A part also has been written for Joe Davis, Farragut High School’s first janitor, but the original cast member had a family emergency, so the part still was open as of press deadline.
Warren, who also is a theater teacher at Hardin Valley Academy, wrote the individual parts to be performed at different stations within the cemetery.
He said he did a great deal of research to get the details and individual stories just right while also keeping the monologues at around two minutes each.
“I learned a lot about my community while doing the research,” Warren said.
Warren said he took great care with obtaining as much detail as possible, and drew upon information gleaned from a history book written by the late William Cottrell.
“It was important to me to show how (all these individuals) fit into the community,” Warren said, noting several, such as Georges, were not originally from the area.

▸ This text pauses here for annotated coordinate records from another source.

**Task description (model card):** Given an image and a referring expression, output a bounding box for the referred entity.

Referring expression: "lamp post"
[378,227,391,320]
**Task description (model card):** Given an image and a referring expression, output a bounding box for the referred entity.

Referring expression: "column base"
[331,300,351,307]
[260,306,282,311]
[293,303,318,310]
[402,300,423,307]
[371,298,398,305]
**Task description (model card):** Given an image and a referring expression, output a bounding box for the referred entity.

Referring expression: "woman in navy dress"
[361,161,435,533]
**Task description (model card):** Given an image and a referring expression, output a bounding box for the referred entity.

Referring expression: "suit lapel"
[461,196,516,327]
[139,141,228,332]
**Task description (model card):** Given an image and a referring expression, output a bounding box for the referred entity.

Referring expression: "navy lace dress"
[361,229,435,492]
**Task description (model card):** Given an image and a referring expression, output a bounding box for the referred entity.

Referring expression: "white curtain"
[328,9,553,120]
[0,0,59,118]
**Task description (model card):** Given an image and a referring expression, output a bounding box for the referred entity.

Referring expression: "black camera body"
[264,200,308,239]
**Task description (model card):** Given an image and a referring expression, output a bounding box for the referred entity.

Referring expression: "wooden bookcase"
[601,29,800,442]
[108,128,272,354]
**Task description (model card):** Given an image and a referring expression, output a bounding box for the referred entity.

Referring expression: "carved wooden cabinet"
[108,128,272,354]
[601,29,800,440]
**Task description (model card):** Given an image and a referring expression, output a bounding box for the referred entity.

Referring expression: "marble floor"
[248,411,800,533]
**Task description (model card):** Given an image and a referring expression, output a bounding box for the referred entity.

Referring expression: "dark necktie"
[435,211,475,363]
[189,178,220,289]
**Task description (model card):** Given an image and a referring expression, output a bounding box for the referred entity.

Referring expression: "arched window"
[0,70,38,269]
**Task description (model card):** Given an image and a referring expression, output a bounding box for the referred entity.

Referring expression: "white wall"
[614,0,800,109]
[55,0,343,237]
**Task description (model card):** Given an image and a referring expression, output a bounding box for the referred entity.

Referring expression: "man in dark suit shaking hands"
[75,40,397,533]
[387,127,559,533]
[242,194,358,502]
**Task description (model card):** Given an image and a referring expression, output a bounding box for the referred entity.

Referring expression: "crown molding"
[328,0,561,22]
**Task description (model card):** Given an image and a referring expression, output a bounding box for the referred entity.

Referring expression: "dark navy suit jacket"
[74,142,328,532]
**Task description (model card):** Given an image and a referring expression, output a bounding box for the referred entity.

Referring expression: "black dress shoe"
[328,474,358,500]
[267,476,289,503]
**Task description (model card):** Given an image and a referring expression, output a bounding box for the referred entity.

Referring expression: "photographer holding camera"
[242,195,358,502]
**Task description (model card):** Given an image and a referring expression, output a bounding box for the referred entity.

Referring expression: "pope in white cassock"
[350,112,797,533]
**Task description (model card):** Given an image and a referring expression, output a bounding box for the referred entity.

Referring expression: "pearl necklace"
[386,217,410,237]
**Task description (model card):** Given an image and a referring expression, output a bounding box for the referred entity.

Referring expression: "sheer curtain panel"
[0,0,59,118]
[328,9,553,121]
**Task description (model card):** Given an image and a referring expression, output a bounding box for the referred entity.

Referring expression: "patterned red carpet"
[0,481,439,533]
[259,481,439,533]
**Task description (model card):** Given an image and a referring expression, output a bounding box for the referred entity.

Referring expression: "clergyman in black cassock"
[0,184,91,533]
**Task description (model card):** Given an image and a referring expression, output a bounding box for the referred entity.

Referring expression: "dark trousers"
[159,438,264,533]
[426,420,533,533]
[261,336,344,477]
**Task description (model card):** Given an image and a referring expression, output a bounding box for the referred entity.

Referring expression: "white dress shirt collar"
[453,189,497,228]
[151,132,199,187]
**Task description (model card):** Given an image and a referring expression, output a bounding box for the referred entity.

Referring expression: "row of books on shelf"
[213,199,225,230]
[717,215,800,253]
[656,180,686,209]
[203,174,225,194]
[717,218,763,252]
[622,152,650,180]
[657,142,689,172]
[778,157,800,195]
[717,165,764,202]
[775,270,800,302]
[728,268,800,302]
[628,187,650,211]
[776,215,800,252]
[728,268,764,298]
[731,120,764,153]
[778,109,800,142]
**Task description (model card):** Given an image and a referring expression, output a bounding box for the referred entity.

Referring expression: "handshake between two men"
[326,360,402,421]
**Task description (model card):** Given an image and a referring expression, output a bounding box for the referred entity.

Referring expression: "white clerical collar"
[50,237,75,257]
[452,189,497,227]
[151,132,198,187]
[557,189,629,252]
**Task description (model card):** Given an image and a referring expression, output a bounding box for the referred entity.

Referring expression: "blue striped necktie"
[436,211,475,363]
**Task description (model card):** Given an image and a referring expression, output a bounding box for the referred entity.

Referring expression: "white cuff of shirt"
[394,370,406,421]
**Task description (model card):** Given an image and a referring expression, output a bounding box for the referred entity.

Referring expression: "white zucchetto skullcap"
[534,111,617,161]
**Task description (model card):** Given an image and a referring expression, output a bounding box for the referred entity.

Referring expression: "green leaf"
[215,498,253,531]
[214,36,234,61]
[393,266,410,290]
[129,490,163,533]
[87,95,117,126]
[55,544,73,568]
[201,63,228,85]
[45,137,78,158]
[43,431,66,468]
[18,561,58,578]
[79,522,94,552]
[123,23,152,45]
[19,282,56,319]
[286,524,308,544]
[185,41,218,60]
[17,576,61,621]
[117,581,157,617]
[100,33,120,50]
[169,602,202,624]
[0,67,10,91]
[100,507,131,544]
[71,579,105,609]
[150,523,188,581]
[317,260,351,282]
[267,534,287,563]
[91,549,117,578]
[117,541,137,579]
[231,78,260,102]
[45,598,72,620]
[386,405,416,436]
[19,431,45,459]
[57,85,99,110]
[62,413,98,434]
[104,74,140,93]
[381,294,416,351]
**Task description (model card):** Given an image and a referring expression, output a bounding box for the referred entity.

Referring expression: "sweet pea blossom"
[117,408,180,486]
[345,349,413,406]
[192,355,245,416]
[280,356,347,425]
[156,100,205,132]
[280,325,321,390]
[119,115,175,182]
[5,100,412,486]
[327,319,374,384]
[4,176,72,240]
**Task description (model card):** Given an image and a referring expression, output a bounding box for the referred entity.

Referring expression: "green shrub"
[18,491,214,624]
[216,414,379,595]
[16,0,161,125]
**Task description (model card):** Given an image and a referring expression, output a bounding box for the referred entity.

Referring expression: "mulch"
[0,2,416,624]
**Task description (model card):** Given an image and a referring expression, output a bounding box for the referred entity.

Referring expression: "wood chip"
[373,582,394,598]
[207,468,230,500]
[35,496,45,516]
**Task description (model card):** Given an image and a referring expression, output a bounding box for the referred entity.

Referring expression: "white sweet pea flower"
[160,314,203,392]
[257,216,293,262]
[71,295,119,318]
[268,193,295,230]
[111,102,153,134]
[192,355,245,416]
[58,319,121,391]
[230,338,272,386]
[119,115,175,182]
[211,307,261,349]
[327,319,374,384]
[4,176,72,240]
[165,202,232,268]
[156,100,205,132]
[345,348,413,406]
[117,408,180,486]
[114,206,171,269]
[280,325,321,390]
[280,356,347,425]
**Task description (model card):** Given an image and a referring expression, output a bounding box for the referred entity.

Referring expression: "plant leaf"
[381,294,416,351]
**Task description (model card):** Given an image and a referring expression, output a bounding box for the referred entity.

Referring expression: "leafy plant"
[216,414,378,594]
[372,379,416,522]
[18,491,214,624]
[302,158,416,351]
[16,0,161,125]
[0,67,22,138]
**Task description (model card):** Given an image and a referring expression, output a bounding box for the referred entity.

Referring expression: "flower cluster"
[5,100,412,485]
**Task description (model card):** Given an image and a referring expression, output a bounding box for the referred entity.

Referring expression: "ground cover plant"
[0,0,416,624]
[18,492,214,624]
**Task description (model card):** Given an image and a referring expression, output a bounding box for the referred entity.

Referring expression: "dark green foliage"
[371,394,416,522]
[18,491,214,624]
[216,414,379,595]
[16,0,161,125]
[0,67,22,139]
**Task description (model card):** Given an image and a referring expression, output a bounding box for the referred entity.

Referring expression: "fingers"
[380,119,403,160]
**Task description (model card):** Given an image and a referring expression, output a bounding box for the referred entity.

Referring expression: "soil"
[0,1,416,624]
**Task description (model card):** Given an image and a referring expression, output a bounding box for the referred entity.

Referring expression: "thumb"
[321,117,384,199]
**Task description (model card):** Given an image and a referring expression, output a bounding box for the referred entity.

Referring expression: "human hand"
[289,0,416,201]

The Living History event also will be an opportunity to celebrate the 100th anniversary of the dedication of the Roane Stone marker at the grave of Gov. Roane.
“It took 99 years for the state to recognize (Roane) and pay for the monument,” said Karnitz, who had the idea to commemorate it in conjunction with the June 10 Living History event.
“It was dedicated in June 1918, and there were over 1,000 people at the dedication.”
He said Cemetery Board members would be handing out brochures from the 1918 event.
Karnitz said he would like to see the event continue “every other year, or maybe every three years.”